En prévision de son EP, Rossignol, à paraître le 30 mars prochain, j’ai pris un café avec ZhoZhoBlue (prononcé Jojo). Sur ma mousse, une fleur, super banale. Sur la sienne, un lion.


(Je sais que j’arrête pas de montrer des cafés. J’en suis obsédée, depuis que je suis barista. Mais il est fou beau non?)

Bon alors, je regarde son café. Je la regarde, elle. Ses cheveux sont presque de la même couleur que ses yeux. Comme. Ambre. Caramel, oui. À la lumière c’est presque hallucinant. Le serveur a bien choisi son destinataire, mais je sais même pas pourquoi je pense ça.

On ne parle pas d’où elle vient, ni de qui, ni de quand, ni de ce qu’elle fait pendant le jour. S’entretenir avec ZhoZhoBlue, c’est errer quelque part où des images et des souvenirs distincts et obsédants prennent toute la place. Ça et le moment présent. Surtout le moment présent.

“Je ne me souviens de rien du passé, sauf de quelques événements qui ont été marquants.”

Lesquels? Son lover.

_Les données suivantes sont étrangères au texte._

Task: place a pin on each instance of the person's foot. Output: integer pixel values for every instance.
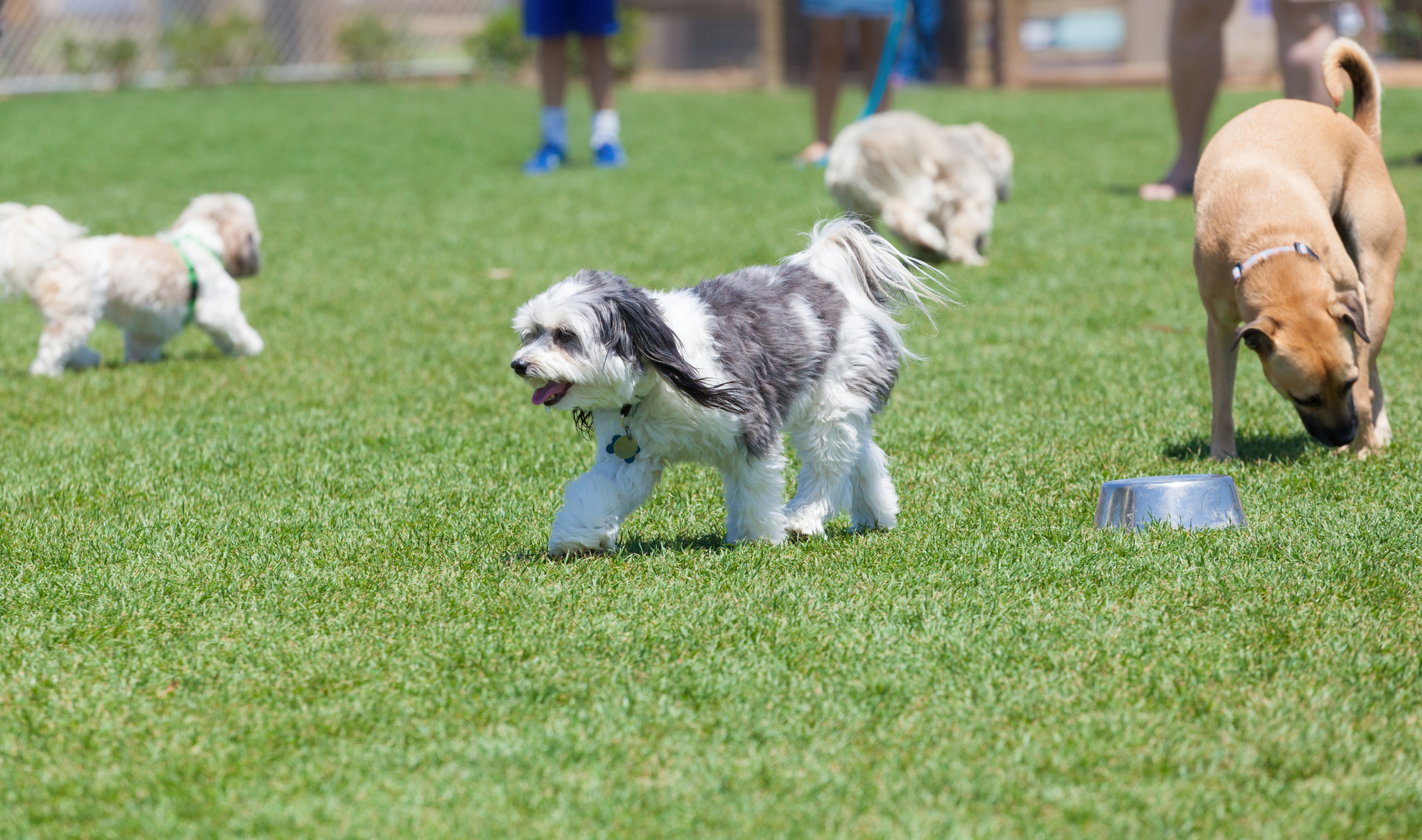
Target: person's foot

Leur rencontre. Une histoire de cirque, d’une troupe qui doit partir en tournée et qui, au bout du compte, ne partira jamais. Elle chante, il jongle. Il vient de loin. New York. Sean Blue, son nom. Ils ne se quitteront plus. Elle ira le rejoindre quelques mois aux États-Unis puis, forcée par la douane, devra revenir, avec son ordi et tous ses instruments.

“Mon EP, c’est Sean. Rien de tout ça ne serait arrivé sans notre rencontre, ni sans le fait de vivre parfois loin de lui. Il est mon inspiration première. C’est pour ça que j’ai mis son nom dans le mien.”

Ensemble, ils habiteront une maison centenaire du New Jersey, chez une vieille dame du nom de Lucy.

Elle m’en parle, s’emballe, me montre des photos. J’ai peur. Je lui demande si elle a vraiment vécu dans cette maison là, parce que je la trouve totally creepy. Elle éclate de rire, comprend ce que je veux dire.

“Cette maison a une âme. Je me perdais dedans. Il y a là-bas des meubles d’époque et des coffres avec des vieux vêtements. Je me déguisais et je me faisais prendre en photos. Ces trucs-là appartenaient à la maîtresse du mari de Lucy, Audrey. Lucy savait qu’ils se voyaient. Quand ça a été fini, elle a fait déménager les affaires d’Audrey dans sa maison à elle, parce que c’étaient des cadeaux de son mari. C’est ça qui y rend l’ambiance tellement étrange.”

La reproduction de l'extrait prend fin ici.